Step over to the next line.
AI agents invoke gdb_next to trigger actions in Gdb Multiarch. What it does depends on the arguments the agent supplies, and its effects often reach beyond the immediate call — builds kicked off, notifications sent, workflows started.
gdb_next advances execution of the debugged program by one source line (stepping over function calls). This is a debugger execution-control operation that actively runs code in the target process, making it an Execute category tool. Misuse could cause the program to execute unintended code paths, though the blast radius is bounded by the debugging session context.
From the tool's definition Step over to the next line
Attacks that exploit this kind of access
Step over to the next line. It is categorised as a Execute tool in the Gdb Multiarch MCP Server, which means it can trigger actions or run processes. Use rate limits and argument validation.
Register the Gdb Multiarch MCP server in PolicyLayer and add a rule for gdb_next: allow, deny, rate-limit, or require approval. Point your MCP client at the PolicyLayer proxy URL and the rule is enforced on every call, before it reaches Gdb Multiarch. Nothing to install.
gdb_next is a Execute tool with high risk. Execute tools should be rate-limited and have argument validation enabled.
Yes. Add a rate_limit block to the gdb_next rule in your PolicyLayer policy. For example, setting max: 10 and window: 60 limits the tool to 10 calls per minute. Rate limits are tracked per agent session and reset automatically.

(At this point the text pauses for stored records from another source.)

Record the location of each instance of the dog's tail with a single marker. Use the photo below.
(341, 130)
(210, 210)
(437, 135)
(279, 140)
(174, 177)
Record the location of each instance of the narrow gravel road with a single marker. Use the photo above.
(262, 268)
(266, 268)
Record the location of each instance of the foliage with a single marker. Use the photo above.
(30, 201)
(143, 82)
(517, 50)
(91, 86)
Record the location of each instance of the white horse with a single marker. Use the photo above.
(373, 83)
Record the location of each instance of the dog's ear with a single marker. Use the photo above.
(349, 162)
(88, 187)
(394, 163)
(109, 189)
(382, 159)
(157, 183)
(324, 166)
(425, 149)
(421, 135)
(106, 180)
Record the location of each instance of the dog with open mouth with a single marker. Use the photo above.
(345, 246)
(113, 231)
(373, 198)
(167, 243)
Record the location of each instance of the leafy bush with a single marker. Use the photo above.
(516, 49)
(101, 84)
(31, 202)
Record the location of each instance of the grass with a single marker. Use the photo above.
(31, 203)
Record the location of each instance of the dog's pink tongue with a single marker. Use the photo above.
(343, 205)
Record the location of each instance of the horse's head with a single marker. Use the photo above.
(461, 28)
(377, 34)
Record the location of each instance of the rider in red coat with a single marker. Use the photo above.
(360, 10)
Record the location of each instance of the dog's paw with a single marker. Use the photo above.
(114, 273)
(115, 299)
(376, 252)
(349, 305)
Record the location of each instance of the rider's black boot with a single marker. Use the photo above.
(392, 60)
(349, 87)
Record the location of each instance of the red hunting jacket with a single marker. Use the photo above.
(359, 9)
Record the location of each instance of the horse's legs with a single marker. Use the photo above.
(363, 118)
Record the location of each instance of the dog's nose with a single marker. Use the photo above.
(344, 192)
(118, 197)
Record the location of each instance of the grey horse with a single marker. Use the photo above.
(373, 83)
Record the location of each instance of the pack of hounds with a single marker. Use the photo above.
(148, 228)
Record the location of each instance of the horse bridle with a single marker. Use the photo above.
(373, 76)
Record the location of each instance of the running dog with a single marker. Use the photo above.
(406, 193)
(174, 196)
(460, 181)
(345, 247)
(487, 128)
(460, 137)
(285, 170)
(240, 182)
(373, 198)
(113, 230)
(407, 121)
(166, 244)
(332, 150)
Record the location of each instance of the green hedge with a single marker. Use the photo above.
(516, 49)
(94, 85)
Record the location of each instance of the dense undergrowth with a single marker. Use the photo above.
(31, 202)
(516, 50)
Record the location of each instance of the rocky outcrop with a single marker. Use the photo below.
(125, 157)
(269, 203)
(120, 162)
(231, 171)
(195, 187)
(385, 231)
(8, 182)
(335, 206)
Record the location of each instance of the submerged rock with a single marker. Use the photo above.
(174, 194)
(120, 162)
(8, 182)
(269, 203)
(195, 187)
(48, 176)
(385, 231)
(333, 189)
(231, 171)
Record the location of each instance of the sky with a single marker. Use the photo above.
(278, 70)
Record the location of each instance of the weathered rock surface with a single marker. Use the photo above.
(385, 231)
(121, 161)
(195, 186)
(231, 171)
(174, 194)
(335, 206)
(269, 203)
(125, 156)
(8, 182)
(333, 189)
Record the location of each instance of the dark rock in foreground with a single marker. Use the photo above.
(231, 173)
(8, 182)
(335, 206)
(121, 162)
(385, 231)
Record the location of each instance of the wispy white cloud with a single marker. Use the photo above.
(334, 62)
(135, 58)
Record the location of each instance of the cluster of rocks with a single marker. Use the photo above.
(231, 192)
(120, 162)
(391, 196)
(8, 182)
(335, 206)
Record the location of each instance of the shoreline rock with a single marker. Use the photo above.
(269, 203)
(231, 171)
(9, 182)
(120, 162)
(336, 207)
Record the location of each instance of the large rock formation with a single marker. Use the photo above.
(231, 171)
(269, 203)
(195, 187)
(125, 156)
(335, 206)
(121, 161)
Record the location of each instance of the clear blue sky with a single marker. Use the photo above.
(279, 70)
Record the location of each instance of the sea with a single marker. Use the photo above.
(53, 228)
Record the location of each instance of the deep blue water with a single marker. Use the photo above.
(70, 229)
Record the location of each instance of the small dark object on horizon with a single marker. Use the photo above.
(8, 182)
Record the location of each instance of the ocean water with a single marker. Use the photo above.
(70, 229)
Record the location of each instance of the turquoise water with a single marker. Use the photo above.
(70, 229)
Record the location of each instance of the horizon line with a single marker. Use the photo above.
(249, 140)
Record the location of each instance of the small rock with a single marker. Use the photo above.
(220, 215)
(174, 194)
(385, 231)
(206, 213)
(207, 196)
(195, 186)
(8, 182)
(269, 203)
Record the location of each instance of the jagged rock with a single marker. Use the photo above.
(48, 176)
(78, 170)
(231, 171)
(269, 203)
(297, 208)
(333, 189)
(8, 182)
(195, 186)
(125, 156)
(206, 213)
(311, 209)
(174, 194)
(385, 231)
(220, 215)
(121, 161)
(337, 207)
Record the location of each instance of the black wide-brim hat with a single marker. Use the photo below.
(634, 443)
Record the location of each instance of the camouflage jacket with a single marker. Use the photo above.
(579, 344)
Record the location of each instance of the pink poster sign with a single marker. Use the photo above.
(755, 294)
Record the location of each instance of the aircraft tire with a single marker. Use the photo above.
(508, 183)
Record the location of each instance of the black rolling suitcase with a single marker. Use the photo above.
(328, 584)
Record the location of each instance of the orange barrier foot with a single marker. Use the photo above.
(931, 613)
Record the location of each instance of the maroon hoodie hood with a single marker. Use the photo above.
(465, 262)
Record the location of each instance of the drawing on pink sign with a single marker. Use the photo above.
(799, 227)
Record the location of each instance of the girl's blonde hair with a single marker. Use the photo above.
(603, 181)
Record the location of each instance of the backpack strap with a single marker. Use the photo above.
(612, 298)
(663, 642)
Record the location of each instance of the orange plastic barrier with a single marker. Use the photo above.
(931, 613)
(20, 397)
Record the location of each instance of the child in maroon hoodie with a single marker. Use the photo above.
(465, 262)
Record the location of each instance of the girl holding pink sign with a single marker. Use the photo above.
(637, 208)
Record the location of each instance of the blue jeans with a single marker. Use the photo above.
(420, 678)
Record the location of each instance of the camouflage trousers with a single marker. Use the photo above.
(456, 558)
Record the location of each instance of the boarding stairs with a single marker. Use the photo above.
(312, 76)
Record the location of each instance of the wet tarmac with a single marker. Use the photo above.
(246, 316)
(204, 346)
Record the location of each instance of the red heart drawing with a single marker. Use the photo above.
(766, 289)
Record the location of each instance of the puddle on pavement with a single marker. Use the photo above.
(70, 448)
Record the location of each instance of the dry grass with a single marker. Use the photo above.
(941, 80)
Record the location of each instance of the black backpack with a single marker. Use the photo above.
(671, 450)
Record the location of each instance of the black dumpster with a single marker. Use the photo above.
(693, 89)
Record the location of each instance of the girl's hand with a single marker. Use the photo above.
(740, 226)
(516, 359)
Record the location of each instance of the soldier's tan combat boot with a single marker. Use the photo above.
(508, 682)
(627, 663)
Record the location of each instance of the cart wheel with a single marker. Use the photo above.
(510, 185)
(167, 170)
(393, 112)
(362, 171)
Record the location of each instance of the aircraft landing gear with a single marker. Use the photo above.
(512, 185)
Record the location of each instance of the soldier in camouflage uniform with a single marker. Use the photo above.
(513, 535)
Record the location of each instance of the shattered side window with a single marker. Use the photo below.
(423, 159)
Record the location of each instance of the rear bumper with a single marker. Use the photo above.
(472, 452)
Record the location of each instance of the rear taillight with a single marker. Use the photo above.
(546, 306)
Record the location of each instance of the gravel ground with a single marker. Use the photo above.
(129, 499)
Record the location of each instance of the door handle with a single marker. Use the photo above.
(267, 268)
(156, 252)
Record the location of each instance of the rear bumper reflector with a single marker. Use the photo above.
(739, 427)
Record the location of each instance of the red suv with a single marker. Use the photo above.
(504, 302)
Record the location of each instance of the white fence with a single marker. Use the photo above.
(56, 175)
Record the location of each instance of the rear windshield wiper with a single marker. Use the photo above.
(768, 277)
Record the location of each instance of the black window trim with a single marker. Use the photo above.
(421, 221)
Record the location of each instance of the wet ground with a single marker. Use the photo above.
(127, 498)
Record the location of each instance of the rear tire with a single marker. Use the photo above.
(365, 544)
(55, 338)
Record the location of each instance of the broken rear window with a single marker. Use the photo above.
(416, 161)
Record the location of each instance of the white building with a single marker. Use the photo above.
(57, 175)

Set action: deny in the PolicyLayer policy for gdb_next. The AI agent will receive a policy violation error and cannot call the tool. You can also include a reason field to explain why the tool is blocked.
gdb_next is provided by the Gdb Multiarch MCP server (sbergeron42/gdb-multiarch-mcp). PolicyLayer sits as a proxy in front of this server to enforce policies before tool calls reach the server.
Every MCP server has a record like this.
Type a name, get the same breakdown: verified identity, auth posture, risk grade, capabilities, recommended policy.